Comment résumez-vous 2016 dans l'Orne ?
Comme une année difficile, marquée par des disparités d'activité d'une ville à l'autre, d'un quartier à l'autre. A Alençon, qui est la préfecture du département, on est entre – 10 et – 20% de chiffre d'affaires en hôtellerie pure. Les quelques rares établissements en positif sont ceux qui ont eu la meilleure capacité à s'adapter au jour le jour ou qui déclinent des services supplémentaires, notamment autour du bien-être. Les établissements doivent faire très attention à leur site, à l'image renvoyée (qui doit être la plus vraie possible), aux prix affichés.  La notoriété véhiculée par les réseaux sociaux joue aussi un rôle essentiel.  Les taux de remplissage dans notre département tournent autour de 50%, or, pour que l'activité soit viable sur la durée, il faudrait être à 65%. Toute nouvelle structure d'hébergement qui va s'installer aujourd'hui va le faire au détriment du parc dans son ensemble, pas seulement d'un périmètre. Le développement des locations de meublés contribue également à faire chuter les taux d'occupation.

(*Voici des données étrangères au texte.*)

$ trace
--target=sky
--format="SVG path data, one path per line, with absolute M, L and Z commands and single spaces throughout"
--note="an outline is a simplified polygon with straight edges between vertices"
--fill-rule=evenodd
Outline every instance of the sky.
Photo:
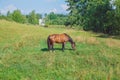
M 0 12 L 6 14 L 19 9 L 23 14 L 29 14 L 32 10 L 36 13 L 60 13 L 67 14 L 68 8 L 65 0 L 0 0 Z

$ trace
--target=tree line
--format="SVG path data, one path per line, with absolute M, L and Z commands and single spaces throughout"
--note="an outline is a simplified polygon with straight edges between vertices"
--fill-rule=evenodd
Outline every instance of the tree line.
M 120 0 L 66 0 L 69 6 L 66 25 L 84 30 L 120 34 Z
M 66 17 L 67 15 L 51 12 L 49 14 L 45 14 L 44 20 L 46 25 L 64 25 L 66 22 Z M 0 19 L 34 25 L 39 24 L 39 19 L 42 18 L 42 14 L 36 13 L 35 10 L 31 11 L 27 15 L 22 14 L 18 9 L 14 10 L 13 12 L 8 11 L 6 15 L 0 14 Z
M 120 1 L 119 0 L 65 0 L 69 13 L 44 15 L 46 25 L 70 25 L 86 31 L 102 32 L 110 35 L 120 35 Z M 0 18 L 19 23 L 38 24 L 42 15 L 34 10 L 23 15 L 20 10 Z

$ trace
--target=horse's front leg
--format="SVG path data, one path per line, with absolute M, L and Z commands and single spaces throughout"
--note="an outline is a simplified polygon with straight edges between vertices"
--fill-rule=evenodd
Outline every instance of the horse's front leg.
M 62 43 L 62 51 L 65 49 L 65 43 Z
M 53 48 L 53 46 L 54 46 L 54 44 L 52 43 L 52 44 L 51 44 L 51 49 L 52 49 L 52 51 L 54 51 L 54 48 Z

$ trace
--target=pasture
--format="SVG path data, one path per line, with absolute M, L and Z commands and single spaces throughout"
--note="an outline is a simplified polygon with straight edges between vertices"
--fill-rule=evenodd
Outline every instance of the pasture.
M 76 50 L 60 44 L 47 50 L 47 37 L 67 33 Z M 0 80 L 119 80 L 118 37 L 58 27 L 0 20 Z

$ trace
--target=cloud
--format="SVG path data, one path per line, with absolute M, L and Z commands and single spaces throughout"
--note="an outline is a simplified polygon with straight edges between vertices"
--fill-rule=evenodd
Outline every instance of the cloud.
M 53 1 L 57 1 L 57 0 L 46 0 L 47 2 L 53 2 Z
M 56 9 L 56 8 L 51 9 L 49 12 L 54 12 L 54 13 L 57 13 L 57 9 Z
M 68 9 L 68 6 L 66 4 L 61 4 L 61 7 L 63 10 L 67 10 Z
M 10 5 L 6 6 L 6 7 L 4 7 L 3 9 L 1 9 L 0 11 L 1 11 L 2 14 L 6 14 L 8 11 L 13 12 L 16 9 L 17 9 L 17 7 L 10 4 Z

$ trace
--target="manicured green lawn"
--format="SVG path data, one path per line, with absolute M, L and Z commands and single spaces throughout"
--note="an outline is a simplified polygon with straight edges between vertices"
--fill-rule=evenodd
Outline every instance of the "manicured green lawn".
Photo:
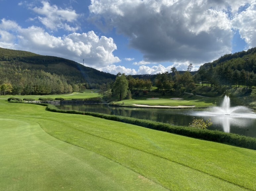
M 194 98 L 193 99 L 195 99 Z M 134 106 L 132 104 L 177 107 L 179 106 L 195 106 L 195 107 L 207 107 L 214 106 L 216 98 L 205 98 L 197 96 L 195 99 L 189 99 L 183 100 L 173 100 L 170 98 L 160 98 L 156 99 L 131 99 L 123 100 L 117 103 L 122 104 L 124 106 Z
M 256 190 L 255 150 L 4 99 L 0 108 L 3 190 Z

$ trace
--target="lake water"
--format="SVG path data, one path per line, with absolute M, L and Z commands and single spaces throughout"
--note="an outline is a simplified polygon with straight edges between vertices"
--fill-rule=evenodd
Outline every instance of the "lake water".
M 184 126 L 188 126 L 190 123 L 192 123 L 194 117 L 203 118 L 205 120 L 210 118 L 213 124 L 209 128 L 210 129 L 256 137 L 256 113 L 253 112 L 246 114 L 248 117 L 245 117 L 239 116 L 212 115 L 208 112 L 207 109 L 127 108 L 110 106 L 106 104 L 62 104 L 57 107 L 62 110 L 121 115 Z

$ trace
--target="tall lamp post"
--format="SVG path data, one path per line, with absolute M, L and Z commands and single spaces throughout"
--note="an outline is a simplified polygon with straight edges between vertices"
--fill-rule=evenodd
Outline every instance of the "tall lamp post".
M 248 88 L 248 60 L 249 58 L 245 58 L 244 60 L 246 61 L 246 88 Z

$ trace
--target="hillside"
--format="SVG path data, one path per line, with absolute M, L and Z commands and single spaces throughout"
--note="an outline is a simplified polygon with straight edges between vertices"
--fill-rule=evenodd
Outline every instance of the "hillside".
M 67 59 L 2 48 L 0 74 L 0 84 L 10 83 L 13 86 L 24 86 L 38 79 L 47 81 L 47 79 L 56 78 L 56 81 L 62 81 L 70 85 L 84 84 L 94 88 L 112 82 L 116 78 L 114 75 Z M 48 80 L 48 82 L 51 81 Z

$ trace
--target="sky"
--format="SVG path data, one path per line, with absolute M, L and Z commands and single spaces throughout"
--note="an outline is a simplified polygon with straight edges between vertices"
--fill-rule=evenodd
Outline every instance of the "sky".
M 0 47 L 116 74 L 193 70 L 256 47 L 256 0 L 0 0 Z

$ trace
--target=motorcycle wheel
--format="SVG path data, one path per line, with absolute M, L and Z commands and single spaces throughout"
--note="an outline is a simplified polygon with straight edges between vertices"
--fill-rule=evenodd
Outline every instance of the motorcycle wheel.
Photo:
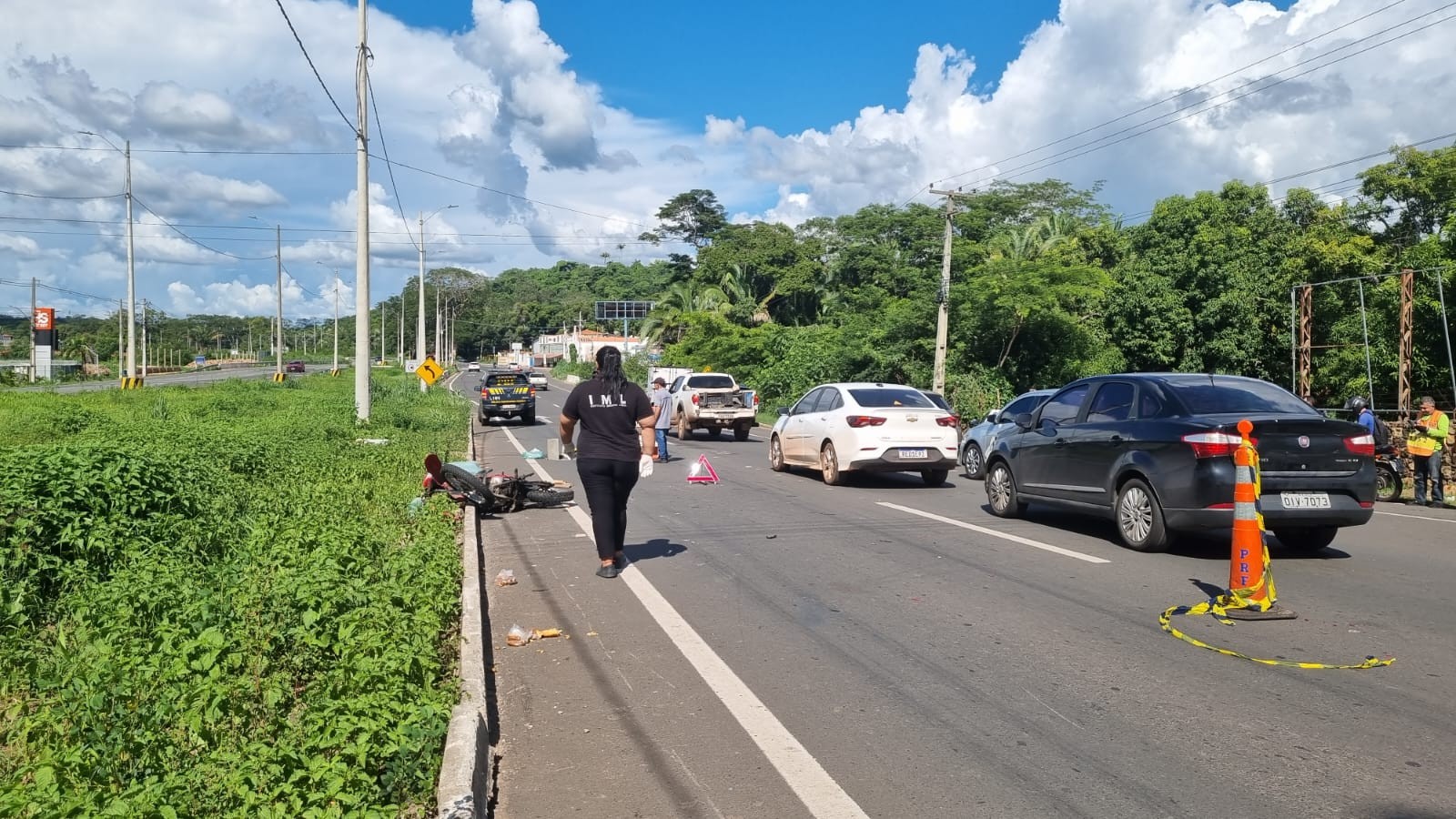
M 1392 501 L 1401 498 L 1401 477 L 1383 463 L 1374 466 L 1374 500 Z
M 526 490 L 526 500 L 540 506 L 561 506 L 574 497 L 572 490 Z

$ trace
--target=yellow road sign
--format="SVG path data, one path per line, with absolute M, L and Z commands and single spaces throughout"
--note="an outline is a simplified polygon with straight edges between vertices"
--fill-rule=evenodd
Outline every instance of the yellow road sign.
M 440 369 L 440 364 L 437 364 L 434 358 L 427 357 L 418 367 L 415 367 L 415 375 L 425 383 L 434 385 L 440 380 L 440 376 L 446 375 L 446 372 Z

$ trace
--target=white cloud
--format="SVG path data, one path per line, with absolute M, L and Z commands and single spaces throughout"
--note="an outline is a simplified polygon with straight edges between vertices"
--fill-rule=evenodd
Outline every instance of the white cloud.
M 1296 63 L 1321 52 L 1348 47 L 1329 58 L 1348 55 L 1369 45 L 1357 38 L 1428 10 L 1411 6 L 1291 48 L 1373 6 L 1299 0 L 1280 12 L 1255 0 L 1063 0 L 1057 19 L 1025 39 L 1002 77 L 984 76 L 965 44 L 925 44 L 903 55 L 913 79 L 901 103 L 789 134 L 711 108 L 700 112 L 702 128 L 683 130 L 606 105 L 593 77 L 568 68 L 568 54 L 526 0 L 476 0 L 473 25 L 459 35 L 371 12 L 371 77 L 384 127 L 370 122 L 370 152 L 438 175 L 396 166 L 392 179 L 381 162 L 371 163 L 370 290 L 376 299 L 397 293 L 416 274 L 415 219 L 446 204 L 460 207 L 431 220 L 430 264 L 495 273 L 597 261 L 603 252 L 680 251 L 644 246 L 636 236 L 655 224 L 664 201 L 692 188 L 713 189 L 735 220 L 798 223 L 900 204 L 952 175 L 945 184 L 1060 176 L 1079 185 L 1107 179 L 1115 207 L 1140 211 L 1158 197 L 1227 178 L 1270 179 L 1430 137 L 1450 130 L 1443 117 L 1456 109 L 1447 31 L 1456 22 L 1105 150 L 1082 144 L 1123 128 L 1128 133 L 1114 138 L 1131 136 L 1179 103 L 1223 101 L 1214 95 L 1251 79 L 1303 71 L 1318 63 Z M 357 6 L 294 0 L 287 7 L 352 119 Z M 271 312 L 272 235 L 249 216 L 284 226 L 284 264 L 303 287 L 331 289 L 331 268 L 352 286 L 352 133 L 277 7 L 48 0 L 44 15 L 7 16 L 6 35 L 0 140 L 73 150 L 0 149 L 0 189 L 111 198 L 0 194 L 0 213 L 25 220 L 4 223 L 0 278 L 36 275 L 109 300 L 124 293 L 124 163 L 100 140 L 76 134 L 89 130 L 116 146 L 132 141 L 138 201 L 189 236 L 253 259 L 199 248 L 137 208 L 141 297 L 175 312 Z M 1159 102 L 1284 50 L 1176 103 Z M 227 153 L 234 150 L 278 153 Z M 1085 156 L 1047 165 L 1059 152 Z M 1357 169 L 1296 182 L 1334 182 Z M 331 296 L 288 289 L 290 315 L 332 315 Z M 352 312 L 352 293 L 344 303 Z

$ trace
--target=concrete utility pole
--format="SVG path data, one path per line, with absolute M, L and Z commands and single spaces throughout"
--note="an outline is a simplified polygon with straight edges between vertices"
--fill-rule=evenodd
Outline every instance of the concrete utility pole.
M 368 421 L 370 361 L 368 361 L 368 3 L 360 0 L 360 52 L 354 67 L 354 99 L 358 102 L 358 131 L 355 154 L 358 178 L 358 227 L 355 229 L 354 259 L 354 411 L 360 421 Z
M 35 310 L 39 309 L 35 296 L 36 280 L 31 277 L 31 383 L 35 383 Z
M 955 197 L 965 197 L 961 191 L 936 191 L 930 188 L 930 192 L 938 197 L 945 197 L 945 245 L 941 249 L 941 289 L 935 294 L 936 310 L 935 318 L 935 375 L 932 376 L 930 391 L 945 393 L 945 348 L 949 344 L 951 335 L 951 236 L 955 232 Z

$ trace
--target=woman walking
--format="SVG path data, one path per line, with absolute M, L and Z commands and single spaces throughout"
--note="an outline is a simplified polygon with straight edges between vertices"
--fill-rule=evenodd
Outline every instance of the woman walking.
M 622 351 L 616 347 L 597 350 L 597 372 L 571 391 L 561 410 L 561 442 L 568 453 L 577 452 L 577 474 L 587 493 L 591 535 L 601 558 L 597 577 L 616 577 L 626 565 L 622 546 L 628 536 L 628 497 L 641 471 L 649 471 L 657 458 L 655 421 L 646 392 L 622 375 Z M 572 446 L 578 423 L 581 437 Z

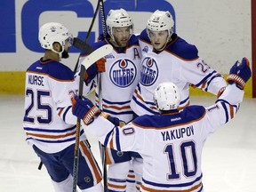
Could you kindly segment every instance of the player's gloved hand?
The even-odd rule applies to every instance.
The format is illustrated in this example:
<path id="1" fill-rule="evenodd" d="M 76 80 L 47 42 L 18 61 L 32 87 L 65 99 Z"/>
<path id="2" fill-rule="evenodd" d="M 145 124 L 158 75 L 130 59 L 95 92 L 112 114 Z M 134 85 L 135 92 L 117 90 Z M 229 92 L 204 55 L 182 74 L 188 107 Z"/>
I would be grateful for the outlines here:
<path id="1" fill-rule="evenodd" d="M 108 121 L 110 121 L 113 124 L 115 124 L 115 126 L 119 126 L 119 127 L 123 127 L 125 125 L 125 122 L 121 121 L 119 118 L 117 117 L 114 117 L 111 116 L 109 115 L 101 113 L 103 115 L 103 116 L 108 119 Z"/>
<path id="2" fill-rule="evenodd" d="M 84 74 L 84 82 L 88 84 L 97 75 L 98 72 L 105 72 L 106 59 L 101 58 L 87 68 Z"/>
<path id="3" fill-rule="evenodd" d="M 72 98 L 72 113 L 83 119 L 84 124 L 93 122 L 93 117 L 100 115 L 100 110 L 87 98 L 81 100 L 77 95 Z"/>
<path id="4" fill-rule="evenodd" d="M 244 90 L 246 82 L 252 76 L 252 71 L 247 58 L 243 58 L 242 61 L 236 61 L 230 68 L 227 81 L 229 84 L 236 83 L 236 86 Z"/>

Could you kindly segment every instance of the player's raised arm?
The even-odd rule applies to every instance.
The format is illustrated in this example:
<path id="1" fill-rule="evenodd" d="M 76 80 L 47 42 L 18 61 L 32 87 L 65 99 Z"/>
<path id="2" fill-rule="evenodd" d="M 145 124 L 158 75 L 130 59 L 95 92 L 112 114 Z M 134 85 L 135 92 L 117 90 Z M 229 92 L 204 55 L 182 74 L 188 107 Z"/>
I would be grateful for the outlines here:
<path id="1" fill-rule="evenodd" d="M 244 88 L 252 76 L 249 61 L 243 58 L 230 68 L 227 78 L 228 85 L 216 100 L 215 105 L 206 108 L 212 129 L 227 124 L 237 113 L 244 98 Z"/>

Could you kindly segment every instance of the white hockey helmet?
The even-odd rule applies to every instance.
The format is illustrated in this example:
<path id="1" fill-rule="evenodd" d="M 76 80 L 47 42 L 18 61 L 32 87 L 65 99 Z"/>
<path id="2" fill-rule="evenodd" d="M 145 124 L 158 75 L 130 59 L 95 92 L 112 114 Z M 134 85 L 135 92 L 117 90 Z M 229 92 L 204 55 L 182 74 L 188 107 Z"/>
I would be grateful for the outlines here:
<path id="1" fill-rule="evenodd" d="M 56 53 L 60 53 L 52 47 L 53 43 L 58 42 L 62 46 L 61 53 L 64 51 L 66 40 L 68 40 L 69 45 L 71 45 L 73 36 L 64 25 L 58 22 L 48 22 L 40 28 L 38 39 L 44 49 L 52 50 Z"/>
<path id="2" fill-rule="evenodd" d="M 130 27 L 131 35 L 133 33 L 133 22 L 128 12 L 124 9 L 110 10 L 107 17 L 107 28 L 109 36 L 114 39 L 113 28 Z"/>
<path id="3" fill-rule="evenodd" d="M 173 33 L 174 21 L 170 12 L 164 12 L 156 10 L 151 17 L 148 20 L 147 33 L 149 36 L 149 31 L 168 31 L 167 43 L 171 39 Z"/>
<path id="4" fill-rule="evenodd" d="M 172 110 L 178 108 L 180 102 L 180 91 L 171 82 L 160 84 L 154 93 L 154 101 L 158 110 Z"/>

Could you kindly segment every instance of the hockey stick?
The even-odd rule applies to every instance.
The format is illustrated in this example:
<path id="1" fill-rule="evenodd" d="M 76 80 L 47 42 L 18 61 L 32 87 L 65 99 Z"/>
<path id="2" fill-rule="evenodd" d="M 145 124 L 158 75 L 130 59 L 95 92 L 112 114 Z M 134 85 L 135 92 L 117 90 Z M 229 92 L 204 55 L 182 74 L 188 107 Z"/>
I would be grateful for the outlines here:
<path id="1" fill-rule="evenodd" d="M 100 9 L 100 2 L 98 2 L 98 4 L 97 4 L 97 7 L 96 7 L 96 10 L 95 10 L 95 12 L 94 12 L 94 15 L 93 15 L 93 18 L 92 18 L 92 20 L 91 22 L 91 25 L 90 25 L 90 28 L 89 28 L 89 30 L 87 32 L 87 35 L 86 35 L 86 37 L 85 37 L 85 40 L 84 42 L 87 43 L 88 39 L 89 39 L 89 36 L 91 34 L 91 31 L 92 29 L 92 27 L 93 27 L 93 24 L 94 24 L 94 21 L 95 21 L 95 19 L 96 19 L 96 16 L 97 16 L 97 13 L 99 12 L 99 9 Z M 73 43 L 73 45 L 74 45 L 74 43 Z M 76 47 L 76 46 L 75 46 Z M 77 47 L 76 47 L 77 48 Z M 79 49 L 79 48 L 78 48 Z M 81 49 L 80 49 L 81 50 Z M 75 66 L 75 68 L 74 68 L 74 74 L 76 72 L 77 70 L 77 68 L 78 68 L 78 63 L 79 63 L 79 56 L 78 56 L 78 59 L 77 59 L 77 61 L 76 61 L 76 64 Z"/>
<path id="2" fill-rule="evenodd" d="M 80 40 L 82 41 L 82 40 Z M 90 50 L 93 50 L 92 47 L 89 47 Z M 85 74 L 86 68 L 92 66 L 100 58 L 112 52 L 113 47 L 110 44 L 106 44 L 99 49 L 91 52 L 82 62 L 80 68 L 80 79 L 79 79 L 79 89 L 78 96 L 80 99 L 83 97 L 83 89 L 84 89 L 84 76 Z M 74 170 L 73 170 L 73 192 L 76 191 L 77 185 L 77 177 L 78 177 L 78 159 L 79 159 L 79 142 L 80 142 L 80 127 L 81 127 L 81 119 L 77 118 L 76 120 L 76 142 L 75 142 L 75 155 L 74 155 Z"/>
<path id="3" fill-rule="evenodd" d="M 101 24 L 102 24 L 102 31 L 103 36 L 106 38 L 107 36 L 107 28 L 106 28 L 106 20 L 105 20 L 105 12 L 104 12 L 104 3 L 103 0 L 99 0 L 100 7 L 100 18 L 101 18 Z M 99 86 L 99 107 L 102 109 L 102 88 L 101 88 L 101 76 L 100 73 L 98 75 L 98 86 Z M 104 192 L 108 191 L 108 174 L 107 174 L 107 159 L 106 159 L 106 148 L 101 143 L 99 142 L 100 151 L 100 157 L 102 163 L 102 169 L 103 169 L 103 187 Z"/>

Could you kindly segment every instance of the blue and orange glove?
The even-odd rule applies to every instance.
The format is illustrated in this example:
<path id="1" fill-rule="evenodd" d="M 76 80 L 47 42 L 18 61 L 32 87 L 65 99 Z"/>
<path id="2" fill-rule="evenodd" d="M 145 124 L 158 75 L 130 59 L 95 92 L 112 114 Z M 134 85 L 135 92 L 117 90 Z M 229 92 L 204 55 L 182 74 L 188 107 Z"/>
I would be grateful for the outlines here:
<path id="1" fill-rule="evenodd" d="M 107 115 L 105 113 L 101 113 L 101 115 L 104 116 L 104 118 L 108 119 L 109 122 L 111 122 L 113 124 L 115 124 L 115 126 L 123 127 L 125 125 L 125 122 L 121 121 L 117 117 L 111 116 Z"/>
<path id="2" fill-rule="evenodd" d="M 106 71 L 105 63 L 106 63 L 106 59 L 101 58 L 86 69 L 86 72 L 84 77 L 86 84 L 88 84 L 96 76 L 96 75 L 99 72 Z"/>
<path id="3" fill-rule="evenodd" d="M 94 116 L 100 115 L 100 109 L 98 108 L 90 100 L 83 98 L 81 100 L 77 95 L 72 98 L 72 113 L 74 116 L 82 119 L 84 124 L 90 124 L 93 122 Z"/>
<path id="4" fill-rule="evenodd" d="M 229 84 L 236 83 L 236 85 L 244 90 L 246 82 L 252 76 L 252 71 L 247 58 L 243 58 L 242 61 L 236 61 L 230 68 L 227 81 Z"/>

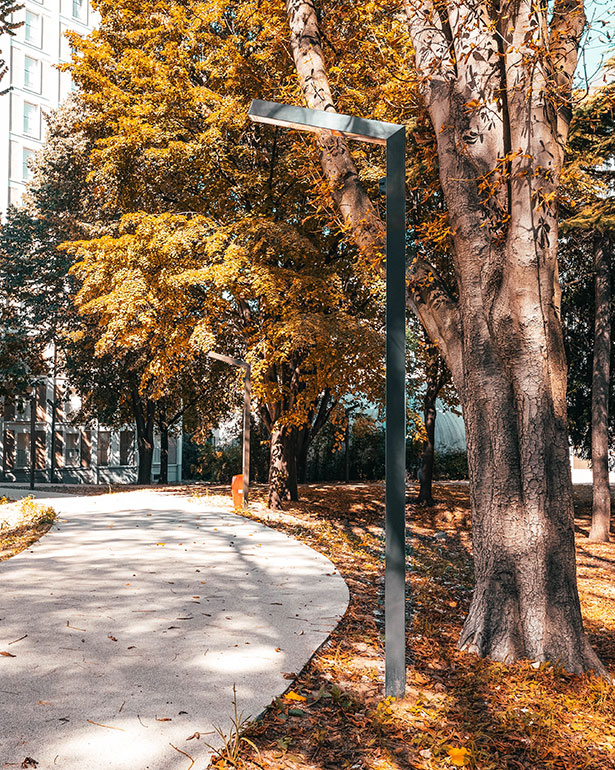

Même sentiment en restauration ?
Les points de vente se multiplient. On pourrait y voir une dynamique, malheureusement, il n'y pas d'analyse de marché.  Des petites communes favorisent l'installation des camions et autres food-trucks pensant que cela va relancer l'activité. On laisse mettre des tables, vendre de l'alcool sans autorisation. Ca ne donne rien de bon à terme car très vite ces modèles ne sont pas viables économiquement et fragilisent encore davantage les établissements qui ont pignon sur rue. Bien sûr que la restauration dite classique va devoir revoir ses amplitudes horaires, accueillir à d'autres moments de la journée. Mais cet aspect est freiné par les charges. Le coût salarial est bien trop important. A cette problématique s'ajoute celle du recrutement. Même si nous entretenons de bonnes relations avec le Rectorat ou Pole Emploi, nous avons toujours un déficit d'images, notamment auprès des parents. Un français sur quatre travaille le week-end mais c'est toujours notre secteur qu'on montre du doigt.

Votre plus grosse inquiétude ?
L'absence de trésorerie. Dans notre département, nous avons une majorité de TPE. Celles-ci se retrouvent à devoir puiser dans leurs fonds propres parce que les banquent refusent les découverts. Depuis quelques mois, la suppression des pré-enseignes accentue le phénomène. Dans les petites communes, la restauration du midi à chuter de 30% depuis qu'on a retiré les pré-enseignes. Les services de l'Etat nous proposent une information concernant les établissements les plus isolés, une quinzaine dans les faits. Nous, nous réclamons que tous ceux qui travaillent les produits locaux, les circuits courts, comme les Maitres Restaurateurs, puissent aussi bénéficier d'un fléchage. C'est bien gentil de renvoyer nos clients sur leurs applications mobiles quand seulement 50% de l'Orne est couvert par Internet.  

Que mettez-vous en positif ?
Les acteurs du tourisme veulent travailler main dans la main. Un certain nombre d'initiatives prennent forme. Je pense au Château de Carouge qui octroie aux clients des hôtels des billets d'entrée à prix préférentiels ou encore aux grands événements qui ont lieu au Haras du Pin et qui sont systématiquement relayés par le CDT. On note aussi, et cela a été réitéré le Président du Tribunal du Commerce ou par le Directeur des Finances Publiques, ils ne sont plus là uniquement pour sanctionner. Ils sont aussi là pour conseiller et aider les entreprises.